Dataset with unknown datatype


#1

I have been provided with an HDF5 file that exhibits strange behaviour with my software regarding file locking when certain datasets are read (Github issue here, file available from here)

It’s mostly likely a bug in my software, but when I use h5dump on the offending datasets it returns a datatype that I don’t recognise e.g.

$ h5dump -H -N /row_attrs/Accession minimal_example.h5
HDF5 "/home/msmith/Downloads/minimal_example.h5" {
DATASET "/row_attrs/Accession" {
   DATATYPE  "/#1832"
   DATASPACE  SIMPLE { ( 23469 ) / ( 23469 ) }
}
}

I think the dataset is supposed to be H5T_STRING with variable length, and it’s possible to read it as such, but I don’t see this "/#1832" datatype when I try to create my own dataset with variable length strings.

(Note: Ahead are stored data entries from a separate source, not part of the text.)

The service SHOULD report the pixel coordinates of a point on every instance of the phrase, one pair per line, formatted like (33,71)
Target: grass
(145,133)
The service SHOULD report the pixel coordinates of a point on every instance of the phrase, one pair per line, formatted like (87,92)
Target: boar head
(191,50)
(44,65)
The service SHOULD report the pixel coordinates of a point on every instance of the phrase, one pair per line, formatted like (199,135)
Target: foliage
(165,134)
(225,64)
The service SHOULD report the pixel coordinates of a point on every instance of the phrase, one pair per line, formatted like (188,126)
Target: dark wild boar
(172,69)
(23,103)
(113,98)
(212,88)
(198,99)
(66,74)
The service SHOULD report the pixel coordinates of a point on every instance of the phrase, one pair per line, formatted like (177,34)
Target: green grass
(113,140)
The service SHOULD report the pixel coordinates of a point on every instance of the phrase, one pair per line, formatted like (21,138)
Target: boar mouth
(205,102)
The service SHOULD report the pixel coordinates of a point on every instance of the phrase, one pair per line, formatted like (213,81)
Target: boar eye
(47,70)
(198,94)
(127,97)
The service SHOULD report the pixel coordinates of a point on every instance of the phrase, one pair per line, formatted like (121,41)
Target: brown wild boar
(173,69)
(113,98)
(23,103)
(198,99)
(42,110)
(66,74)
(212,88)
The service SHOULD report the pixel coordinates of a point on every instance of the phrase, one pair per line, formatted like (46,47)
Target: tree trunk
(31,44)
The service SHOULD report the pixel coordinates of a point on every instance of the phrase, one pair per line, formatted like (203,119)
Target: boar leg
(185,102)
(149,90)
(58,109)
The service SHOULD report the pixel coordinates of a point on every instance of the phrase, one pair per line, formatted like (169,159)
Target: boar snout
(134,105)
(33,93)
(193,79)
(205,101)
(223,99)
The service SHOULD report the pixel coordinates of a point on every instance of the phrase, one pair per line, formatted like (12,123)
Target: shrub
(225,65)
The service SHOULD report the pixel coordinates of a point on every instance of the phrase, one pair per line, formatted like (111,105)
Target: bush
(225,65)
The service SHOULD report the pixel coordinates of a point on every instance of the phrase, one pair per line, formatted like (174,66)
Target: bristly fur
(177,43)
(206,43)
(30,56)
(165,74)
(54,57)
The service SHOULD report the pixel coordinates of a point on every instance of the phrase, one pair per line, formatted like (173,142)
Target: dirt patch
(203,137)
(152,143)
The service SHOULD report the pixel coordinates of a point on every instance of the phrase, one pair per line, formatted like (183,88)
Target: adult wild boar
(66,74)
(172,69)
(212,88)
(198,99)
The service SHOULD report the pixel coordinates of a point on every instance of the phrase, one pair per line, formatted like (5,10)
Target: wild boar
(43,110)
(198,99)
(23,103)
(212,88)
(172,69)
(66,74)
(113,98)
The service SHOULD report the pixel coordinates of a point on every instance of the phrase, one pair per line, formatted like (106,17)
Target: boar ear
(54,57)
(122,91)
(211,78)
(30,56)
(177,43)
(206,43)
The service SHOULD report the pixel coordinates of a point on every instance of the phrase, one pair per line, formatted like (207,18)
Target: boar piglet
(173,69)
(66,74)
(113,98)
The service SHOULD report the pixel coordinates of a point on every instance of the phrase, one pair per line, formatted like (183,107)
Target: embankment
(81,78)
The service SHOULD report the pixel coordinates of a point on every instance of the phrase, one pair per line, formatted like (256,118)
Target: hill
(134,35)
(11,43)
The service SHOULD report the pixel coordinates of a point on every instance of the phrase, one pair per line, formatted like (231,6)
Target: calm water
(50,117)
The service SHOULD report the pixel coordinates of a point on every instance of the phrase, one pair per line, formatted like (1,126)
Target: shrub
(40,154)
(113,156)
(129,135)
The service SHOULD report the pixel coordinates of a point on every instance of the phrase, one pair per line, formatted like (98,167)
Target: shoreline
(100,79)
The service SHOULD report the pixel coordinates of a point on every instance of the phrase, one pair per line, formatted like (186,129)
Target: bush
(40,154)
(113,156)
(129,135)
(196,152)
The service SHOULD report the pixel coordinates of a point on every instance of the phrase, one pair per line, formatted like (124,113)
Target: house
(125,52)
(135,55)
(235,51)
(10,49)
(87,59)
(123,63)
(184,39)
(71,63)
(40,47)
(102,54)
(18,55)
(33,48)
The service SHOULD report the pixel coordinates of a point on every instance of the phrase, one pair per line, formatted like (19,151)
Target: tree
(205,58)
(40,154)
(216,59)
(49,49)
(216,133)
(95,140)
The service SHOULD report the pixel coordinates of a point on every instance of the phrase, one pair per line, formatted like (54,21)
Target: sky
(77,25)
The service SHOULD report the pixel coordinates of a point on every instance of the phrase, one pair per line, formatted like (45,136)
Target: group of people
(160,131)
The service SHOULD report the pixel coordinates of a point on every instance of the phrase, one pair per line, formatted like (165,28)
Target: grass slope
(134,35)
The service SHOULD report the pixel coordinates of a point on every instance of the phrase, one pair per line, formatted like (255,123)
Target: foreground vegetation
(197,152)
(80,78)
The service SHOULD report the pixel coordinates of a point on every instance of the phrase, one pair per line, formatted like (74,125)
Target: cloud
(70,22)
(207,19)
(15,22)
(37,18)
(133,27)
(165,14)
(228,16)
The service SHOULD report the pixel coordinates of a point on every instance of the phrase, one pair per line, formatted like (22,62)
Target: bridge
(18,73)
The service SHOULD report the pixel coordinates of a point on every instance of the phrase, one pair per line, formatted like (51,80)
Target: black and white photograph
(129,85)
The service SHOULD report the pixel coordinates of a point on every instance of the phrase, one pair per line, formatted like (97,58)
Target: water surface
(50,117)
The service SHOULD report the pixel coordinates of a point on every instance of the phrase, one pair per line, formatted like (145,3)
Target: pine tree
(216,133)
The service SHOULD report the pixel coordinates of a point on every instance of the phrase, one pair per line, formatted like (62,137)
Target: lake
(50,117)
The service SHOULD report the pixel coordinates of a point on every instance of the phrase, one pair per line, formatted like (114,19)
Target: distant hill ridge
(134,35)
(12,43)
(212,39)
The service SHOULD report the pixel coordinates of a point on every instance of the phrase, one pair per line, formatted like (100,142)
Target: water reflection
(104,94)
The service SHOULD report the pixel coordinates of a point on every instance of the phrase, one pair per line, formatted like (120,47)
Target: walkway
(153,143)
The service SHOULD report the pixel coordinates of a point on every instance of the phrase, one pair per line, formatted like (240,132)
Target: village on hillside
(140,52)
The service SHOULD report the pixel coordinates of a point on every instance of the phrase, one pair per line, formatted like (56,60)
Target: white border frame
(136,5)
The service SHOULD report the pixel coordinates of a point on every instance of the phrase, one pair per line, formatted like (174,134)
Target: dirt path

Can anyone else me identify the datatype or know if it might lead to odd behaviour when reading it?


#2

I believe you are dealing with a so-called named or committed datatype. Check the file for a datatype object linked as “#1832” in the root group. h5dump or HDFView should give you a rendering of the datatype definition included in this object. When accessing this dataset, the HDF5 library will automatically locate the datatype definition and “do the right thing.” G.


#3

Thanks a lot, that’s very helpful. h5dump on the whole file shows me this definition.

DATATYPE "#1832" H5T_STRING {
  STRSIZE H5T_VARIABLE;
  STRPAD H5T_STR_NULLTERM;
  CSET H5T_CSET_UTF8;
  CTYPE H5T_C_S1;
};

That’s for introducing me to a concept in HDF5 I hadn’t seen before.